L'Afrique subsaharienne traverse une période économique contrastée. Bien qu'elle démontre une solidité remarquable, la région ressent l'onde de choc des tensions géopolitiques mondiales, marquées par une envolée des tarifs énergétiques, un freinage du commerce international et une croissance globale qui plafonne à 2,3 % en 2026.

Chocs mondiaux : L'AFRIQUE SUBSAHARIENNE FACE A L'IMPACT DES CRISES AU MOYEN-ORIENT© Le FMI a réajusté ses prévisions.


Selon les analyses exposées par Abebe Aemro Selassie, directeur du département Afrique au FMI, le continent avait abordé l'année 2026 sur sa meilleure lancée depuis dix ans. Toutefois, l'embrasement au Moyen-Orient a réorienté les perspectives. Face au renchérissement du pétrole, du gaz et des engrais, le FMI a réajusté ses prévisions : la croissance régionale devrait s'établir à 4,3 % en 2026, couplée à une inflation avoisinant les 5 %.
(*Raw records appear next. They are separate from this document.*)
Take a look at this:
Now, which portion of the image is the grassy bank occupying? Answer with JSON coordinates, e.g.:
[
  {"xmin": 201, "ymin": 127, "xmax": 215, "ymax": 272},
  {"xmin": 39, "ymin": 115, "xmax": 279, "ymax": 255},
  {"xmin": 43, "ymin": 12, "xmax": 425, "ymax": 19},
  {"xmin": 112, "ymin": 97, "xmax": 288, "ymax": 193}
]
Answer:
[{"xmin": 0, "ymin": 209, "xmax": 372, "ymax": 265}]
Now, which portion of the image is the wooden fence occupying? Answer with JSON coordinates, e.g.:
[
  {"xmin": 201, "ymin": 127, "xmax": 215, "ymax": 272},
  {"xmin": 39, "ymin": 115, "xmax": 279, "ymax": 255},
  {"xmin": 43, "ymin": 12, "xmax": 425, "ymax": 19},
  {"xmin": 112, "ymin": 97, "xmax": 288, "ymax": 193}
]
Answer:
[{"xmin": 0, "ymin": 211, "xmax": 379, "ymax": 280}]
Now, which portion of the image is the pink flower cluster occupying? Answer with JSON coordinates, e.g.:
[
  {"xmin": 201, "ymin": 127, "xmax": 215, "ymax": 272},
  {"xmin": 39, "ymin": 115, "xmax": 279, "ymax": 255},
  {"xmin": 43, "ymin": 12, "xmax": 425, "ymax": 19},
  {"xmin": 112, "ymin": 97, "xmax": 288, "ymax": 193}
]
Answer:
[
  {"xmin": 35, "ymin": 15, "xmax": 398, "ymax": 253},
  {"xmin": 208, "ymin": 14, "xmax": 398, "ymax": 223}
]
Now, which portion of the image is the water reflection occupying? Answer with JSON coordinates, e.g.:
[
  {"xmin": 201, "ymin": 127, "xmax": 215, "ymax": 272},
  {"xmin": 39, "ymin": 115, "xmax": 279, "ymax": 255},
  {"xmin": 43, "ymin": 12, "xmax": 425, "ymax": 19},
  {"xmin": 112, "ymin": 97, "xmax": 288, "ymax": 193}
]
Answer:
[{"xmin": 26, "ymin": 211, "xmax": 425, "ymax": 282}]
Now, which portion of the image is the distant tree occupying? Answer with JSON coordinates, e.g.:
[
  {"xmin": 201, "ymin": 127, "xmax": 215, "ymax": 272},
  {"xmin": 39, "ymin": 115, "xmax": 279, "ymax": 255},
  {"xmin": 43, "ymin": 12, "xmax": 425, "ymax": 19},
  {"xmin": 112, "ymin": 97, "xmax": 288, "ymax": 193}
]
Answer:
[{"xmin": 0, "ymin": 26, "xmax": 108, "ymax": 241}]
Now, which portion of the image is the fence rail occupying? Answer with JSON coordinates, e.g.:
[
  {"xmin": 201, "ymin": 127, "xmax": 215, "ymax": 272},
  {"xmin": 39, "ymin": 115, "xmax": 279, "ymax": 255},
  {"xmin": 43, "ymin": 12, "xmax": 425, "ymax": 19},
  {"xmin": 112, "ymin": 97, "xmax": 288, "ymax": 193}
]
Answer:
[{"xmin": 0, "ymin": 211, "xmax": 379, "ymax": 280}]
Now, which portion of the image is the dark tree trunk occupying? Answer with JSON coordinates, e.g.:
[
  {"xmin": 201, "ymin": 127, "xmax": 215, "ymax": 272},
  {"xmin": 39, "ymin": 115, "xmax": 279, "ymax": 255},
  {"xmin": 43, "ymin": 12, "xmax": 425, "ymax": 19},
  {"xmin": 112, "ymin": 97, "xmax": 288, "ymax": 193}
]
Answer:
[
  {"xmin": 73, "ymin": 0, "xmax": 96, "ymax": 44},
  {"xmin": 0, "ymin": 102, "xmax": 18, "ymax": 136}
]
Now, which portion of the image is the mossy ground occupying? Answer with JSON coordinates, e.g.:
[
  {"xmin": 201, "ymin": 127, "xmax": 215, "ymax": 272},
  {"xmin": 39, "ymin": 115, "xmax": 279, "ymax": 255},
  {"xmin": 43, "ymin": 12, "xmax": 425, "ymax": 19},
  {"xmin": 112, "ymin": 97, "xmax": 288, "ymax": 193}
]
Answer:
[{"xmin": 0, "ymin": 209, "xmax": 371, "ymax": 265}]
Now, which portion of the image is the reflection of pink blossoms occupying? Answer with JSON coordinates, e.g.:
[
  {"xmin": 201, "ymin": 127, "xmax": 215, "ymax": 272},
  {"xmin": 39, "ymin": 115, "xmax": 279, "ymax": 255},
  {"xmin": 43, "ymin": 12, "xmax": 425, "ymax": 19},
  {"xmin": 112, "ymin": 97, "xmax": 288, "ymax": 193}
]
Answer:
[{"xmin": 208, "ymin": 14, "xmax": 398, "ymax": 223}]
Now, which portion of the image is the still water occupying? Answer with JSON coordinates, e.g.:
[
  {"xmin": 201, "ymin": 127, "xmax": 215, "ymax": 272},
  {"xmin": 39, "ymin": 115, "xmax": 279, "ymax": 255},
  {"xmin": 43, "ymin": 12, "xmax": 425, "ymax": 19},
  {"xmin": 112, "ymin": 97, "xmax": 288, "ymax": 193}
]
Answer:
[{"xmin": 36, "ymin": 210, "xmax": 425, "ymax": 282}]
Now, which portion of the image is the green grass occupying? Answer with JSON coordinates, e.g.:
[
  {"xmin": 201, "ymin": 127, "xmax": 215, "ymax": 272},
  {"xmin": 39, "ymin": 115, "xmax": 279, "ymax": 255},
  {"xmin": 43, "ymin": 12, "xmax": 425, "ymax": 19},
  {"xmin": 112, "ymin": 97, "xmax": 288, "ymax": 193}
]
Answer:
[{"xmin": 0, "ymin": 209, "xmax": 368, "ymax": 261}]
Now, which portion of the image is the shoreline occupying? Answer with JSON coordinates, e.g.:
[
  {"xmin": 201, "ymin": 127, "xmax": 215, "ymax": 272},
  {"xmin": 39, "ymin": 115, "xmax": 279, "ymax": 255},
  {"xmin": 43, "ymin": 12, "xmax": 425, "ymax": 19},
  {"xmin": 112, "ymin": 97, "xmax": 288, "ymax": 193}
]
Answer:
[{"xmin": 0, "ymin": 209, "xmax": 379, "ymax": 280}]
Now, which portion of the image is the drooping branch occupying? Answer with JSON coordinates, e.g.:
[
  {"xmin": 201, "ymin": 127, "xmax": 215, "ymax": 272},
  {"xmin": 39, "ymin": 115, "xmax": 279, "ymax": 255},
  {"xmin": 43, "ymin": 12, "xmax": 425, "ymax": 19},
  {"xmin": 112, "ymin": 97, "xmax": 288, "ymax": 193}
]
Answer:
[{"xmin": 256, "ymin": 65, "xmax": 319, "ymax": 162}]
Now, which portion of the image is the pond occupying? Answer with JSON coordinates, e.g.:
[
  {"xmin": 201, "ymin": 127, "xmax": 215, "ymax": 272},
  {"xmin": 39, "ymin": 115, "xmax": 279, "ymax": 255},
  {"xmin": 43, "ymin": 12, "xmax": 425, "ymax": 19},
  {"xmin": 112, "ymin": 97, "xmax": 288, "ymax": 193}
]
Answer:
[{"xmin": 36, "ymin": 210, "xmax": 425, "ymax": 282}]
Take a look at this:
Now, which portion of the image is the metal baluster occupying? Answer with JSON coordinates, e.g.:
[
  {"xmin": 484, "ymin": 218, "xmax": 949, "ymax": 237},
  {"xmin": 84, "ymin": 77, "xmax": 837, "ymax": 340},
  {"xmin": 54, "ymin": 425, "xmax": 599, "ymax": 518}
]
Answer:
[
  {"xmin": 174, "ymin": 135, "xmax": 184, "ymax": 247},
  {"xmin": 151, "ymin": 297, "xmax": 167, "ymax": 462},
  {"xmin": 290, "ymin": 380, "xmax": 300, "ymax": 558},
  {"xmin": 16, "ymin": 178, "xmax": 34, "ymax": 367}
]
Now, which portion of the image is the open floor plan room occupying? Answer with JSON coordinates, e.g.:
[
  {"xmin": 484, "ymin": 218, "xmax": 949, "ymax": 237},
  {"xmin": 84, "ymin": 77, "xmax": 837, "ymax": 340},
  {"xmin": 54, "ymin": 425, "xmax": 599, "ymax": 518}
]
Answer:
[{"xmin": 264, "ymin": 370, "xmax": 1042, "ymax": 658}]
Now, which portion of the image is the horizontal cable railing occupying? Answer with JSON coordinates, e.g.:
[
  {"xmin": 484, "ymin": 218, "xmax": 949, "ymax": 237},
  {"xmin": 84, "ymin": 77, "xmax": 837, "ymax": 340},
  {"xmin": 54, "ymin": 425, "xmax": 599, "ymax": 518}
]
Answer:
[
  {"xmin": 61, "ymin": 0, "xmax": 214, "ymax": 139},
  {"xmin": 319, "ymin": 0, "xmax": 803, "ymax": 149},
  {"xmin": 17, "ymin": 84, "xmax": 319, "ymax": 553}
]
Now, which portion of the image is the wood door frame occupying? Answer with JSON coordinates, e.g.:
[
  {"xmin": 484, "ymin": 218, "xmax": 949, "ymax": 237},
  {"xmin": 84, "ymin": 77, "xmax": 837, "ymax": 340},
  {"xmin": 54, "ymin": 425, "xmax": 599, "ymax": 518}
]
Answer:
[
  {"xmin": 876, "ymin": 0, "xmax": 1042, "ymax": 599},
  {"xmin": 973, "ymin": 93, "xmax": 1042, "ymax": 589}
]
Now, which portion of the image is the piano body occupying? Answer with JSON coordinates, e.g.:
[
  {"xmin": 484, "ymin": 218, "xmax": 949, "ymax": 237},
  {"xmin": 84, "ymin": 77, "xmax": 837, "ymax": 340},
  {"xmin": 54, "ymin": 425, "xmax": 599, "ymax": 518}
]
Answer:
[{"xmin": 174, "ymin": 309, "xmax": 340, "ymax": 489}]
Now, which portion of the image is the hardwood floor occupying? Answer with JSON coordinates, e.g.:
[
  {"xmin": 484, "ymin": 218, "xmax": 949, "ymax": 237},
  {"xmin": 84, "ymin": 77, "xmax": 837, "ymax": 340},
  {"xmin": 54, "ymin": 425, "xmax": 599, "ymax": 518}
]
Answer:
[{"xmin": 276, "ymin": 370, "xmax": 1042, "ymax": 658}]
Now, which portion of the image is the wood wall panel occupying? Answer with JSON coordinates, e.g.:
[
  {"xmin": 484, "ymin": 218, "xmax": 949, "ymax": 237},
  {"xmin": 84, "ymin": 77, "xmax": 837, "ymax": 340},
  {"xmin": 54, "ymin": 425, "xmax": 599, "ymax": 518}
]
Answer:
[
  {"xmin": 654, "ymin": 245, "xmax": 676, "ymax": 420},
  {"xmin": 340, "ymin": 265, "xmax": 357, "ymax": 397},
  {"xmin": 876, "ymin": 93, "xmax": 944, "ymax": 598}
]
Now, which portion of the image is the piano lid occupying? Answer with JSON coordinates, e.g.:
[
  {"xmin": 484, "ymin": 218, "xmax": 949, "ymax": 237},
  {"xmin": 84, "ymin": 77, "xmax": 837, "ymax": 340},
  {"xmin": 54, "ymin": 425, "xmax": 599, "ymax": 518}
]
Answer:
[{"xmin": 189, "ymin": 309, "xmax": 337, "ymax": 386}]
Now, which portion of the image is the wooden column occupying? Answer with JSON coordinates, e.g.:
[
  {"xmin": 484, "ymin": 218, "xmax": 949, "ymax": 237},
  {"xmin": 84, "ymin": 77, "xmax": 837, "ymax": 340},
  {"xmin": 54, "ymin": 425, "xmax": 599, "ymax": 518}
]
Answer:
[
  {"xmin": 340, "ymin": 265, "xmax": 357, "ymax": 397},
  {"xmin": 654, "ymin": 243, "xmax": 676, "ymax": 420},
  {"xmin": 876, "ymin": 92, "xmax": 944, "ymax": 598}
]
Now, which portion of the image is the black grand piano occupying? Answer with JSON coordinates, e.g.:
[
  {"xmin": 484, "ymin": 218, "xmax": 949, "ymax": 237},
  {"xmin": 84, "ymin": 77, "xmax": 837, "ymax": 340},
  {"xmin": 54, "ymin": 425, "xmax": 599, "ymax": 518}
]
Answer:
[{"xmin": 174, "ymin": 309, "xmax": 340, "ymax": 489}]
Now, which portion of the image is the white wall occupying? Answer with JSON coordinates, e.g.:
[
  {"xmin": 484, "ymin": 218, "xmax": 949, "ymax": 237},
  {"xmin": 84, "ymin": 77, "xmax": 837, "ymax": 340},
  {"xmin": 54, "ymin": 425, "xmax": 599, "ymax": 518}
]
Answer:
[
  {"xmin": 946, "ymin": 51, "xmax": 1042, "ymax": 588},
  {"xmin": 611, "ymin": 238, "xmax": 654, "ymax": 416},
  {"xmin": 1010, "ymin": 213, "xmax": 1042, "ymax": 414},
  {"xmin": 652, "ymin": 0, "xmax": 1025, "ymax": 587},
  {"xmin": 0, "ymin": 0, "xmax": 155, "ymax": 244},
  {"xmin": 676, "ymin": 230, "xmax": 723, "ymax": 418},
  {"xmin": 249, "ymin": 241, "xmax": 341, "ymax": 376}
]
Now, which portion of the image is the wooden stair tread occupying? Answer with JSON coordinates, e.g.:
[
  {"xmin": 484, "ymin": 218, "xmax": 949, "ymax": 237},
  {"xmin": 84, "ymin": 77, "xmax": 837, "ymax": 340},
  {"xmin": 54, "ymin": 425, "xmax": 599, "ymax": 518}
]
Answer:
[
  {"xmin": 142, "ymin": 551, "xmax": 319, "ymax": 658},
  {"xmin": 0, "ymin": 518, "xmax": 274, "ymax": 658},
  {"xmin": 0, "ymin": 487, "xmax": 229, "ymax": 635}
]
Cette conjoncture crée un paysage à deux vitesses sur le continent. D'un côté, les nations productrices de pétrole comme le Sénégal tirent profit de la hausse des cours, portées par un baril de Brent estimé à 94 dollars en moyenne par la Banque mondiale, soit une progression de 36 % sur un an. De l'autre côté, les pays importateurs nets, notamment les nombreuses nations ouest-africaines plus vulnérables, essuient de plein fouet la dégradation de leur balance commerciale et la flambée des prix à la consommation.

Face aux incertitudes mondiales, le continent s'efforce de stimuler ses propres leviers économiques pour viser une progression globale de 4,4 % en 2026. La marge de manœuvre reste toutefois étroite car les besoins de financement globaux atteignent 1 300 milliards de dollars et la hausse du PIB par habitant, limitée à 1,9 %, demeure insuffisante pour enrayer durablement la pauvreté. Pour le Sénégal, en plein essor pétro-gazier, l'enjeu réside dans sa capacité à capter ces opportunités financières tout en se prémunissant contre la volatilité des marchés.